Answer
$\approx 1.00002$
Work Step by Step
a) We know that the angular frequency for a physical pendulum is given by
$$\omega=2\pi f=\sqrt{\dfrac{Mgl}{I}}$$
where we know that $f=1/T$, so
$$ \dfrac{2\pi }{T}=\sqrt{\dfrac{Mgl}{I}}$$
Hence, the period of a physical pendulum is given by
$$ T =2\pi \sqrt{\dfrac{I}{Mgl}}$$
where in our case, $l=L$, as shown in the figure below.
$$ T =2\pi \sqrt{\dfrac{I}{MgL}}\tag 1$$
So we have to find the moment of inertia of our system and we are going to use the parallel axis theorem.

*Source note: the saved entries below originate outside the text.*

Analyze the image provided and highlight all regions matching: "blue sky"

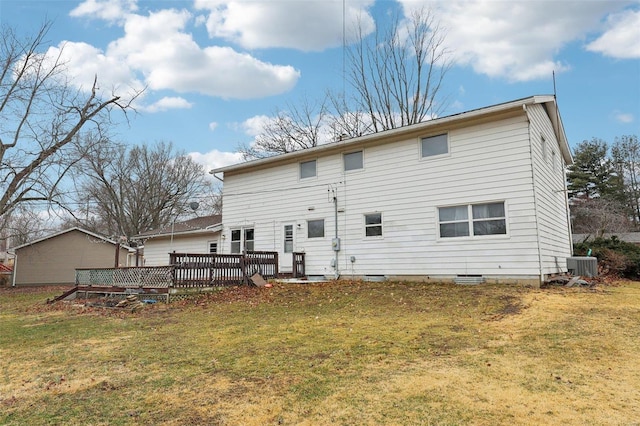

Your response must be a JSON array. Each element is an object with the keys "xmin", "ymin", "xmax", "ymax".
[{"xmin": 2, "ymin": 0, "xmax": 639, "ymax": 172}]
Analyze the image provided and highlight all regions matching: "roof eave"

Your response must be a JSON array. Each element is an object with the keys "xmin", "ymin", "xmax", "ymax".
[{"xmin": 212, "ymin": 95, "xmax": 556, "ymax": 175}]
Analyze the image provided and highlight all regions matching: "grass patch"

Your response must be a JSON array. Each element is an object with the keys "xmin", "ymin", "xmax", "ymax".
[{"xmin": 1, "ymin": 281, "xmax": 639, "ymax": 425}]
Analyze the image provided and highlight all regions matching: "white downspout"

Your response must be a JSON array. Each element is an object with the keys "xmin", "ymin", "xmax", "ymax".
[{"xmin": 11, "ymin": 252, "xmax": 17, "ymax": 287}]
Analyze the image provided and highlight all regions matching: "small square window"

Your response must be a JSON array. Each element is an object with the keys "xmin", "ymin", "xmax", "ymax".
[
  {"xmin": 300, "ymin": 160, "xmax": 316, "ymax": 179},
  {"xmin": 307, "ymin": 219, "xmax": 325, "ymax": 238},
  {"xmin": 365, "ymin": 213, "xmax": 382, "ymax": 237},
  {"xmin": 209, "ymin": 242, "xmax": 218, "ymax": 253},
  {"xmin": 344, "ymin": 151, "xmax": 363, "ymax": 171},
  {"xmin": 421, "ymin": 134, "xmax": 448, "ymax": 158}
]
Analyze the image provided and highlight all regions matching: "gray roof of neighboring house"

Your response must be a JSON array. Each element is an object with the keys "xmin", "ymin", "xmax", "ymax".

$$I=I_{\rm cm,sphere}+Md^2$$
where $D=L$, and $I_{\rm cm,sphere}=\frac{2}{5}MR^2$
$$I=\frac{2}{5}MR^2+ML^2$$
Plugging into (1);
$$ T =2\pi \sqrt{\dfrac{\frac{2}{5}\color{red}{\bf\not} MR^2+\color{red}{\bf\not} ML^2}{\color{red}{\bf\not} MgL}} $$
$$ \boxed{T =2\pi \sqrt{\dfrac{\frac{2}{5} R^2+ L^2}{ gL}}}$$
---
b) We need to find the ratio of $T_{\rm real}/T_{\rm simple}$
where the real one is on the boxed equation above and the simple is $T=2\pi \sqrt{L/g}$
$$\dfrac{T_{\rm real}}{T_{\rm simple}}=\dfrac{\color{red}{\bf\not} 2\color{red}{\bf\not} \pi \sqrt{\dfrac{\frac{2}{5} R^2+ L^2}{ gL}}}{\color{red}{\bf\not} 2\color{red}{\bf\not} \pi \sqrt{\dfrac{L}{g}}}$$
$$\dfrac{T_{\rm real}}{T_{\rm simple}}= \sqrt{\dfrac{\frac{2}{5} R^2+ L^2}{ \color{red}{\bf\not} gL}\times \dfrac{\color{red}{\bf\not} g}{L}}$$
$$\dfrac{T_{\rm real}}{T_{\rm simple}}= \sqrt{\dfrac{\frac{2}{5} R^2+ L^2}{ L^2} }$$
$$\dfrac{T_{\rm real}}{T_{\rm simple}}= \dfrac{\sqrt{\frac{2}{5} R^2+ L^2}}{ L } $$
Plugging the known;
$$\dfrac{T_{\rm real}}{T_{\rm simple}}= \dfrac{\sqrt{\frac{2}{5} (1\times 10^{-2})^2+ (1)^2}}{ 1 } =\color{red}{\bf 1.0002} $$
This means that the simple pendulum approximation is fair enough in many cases.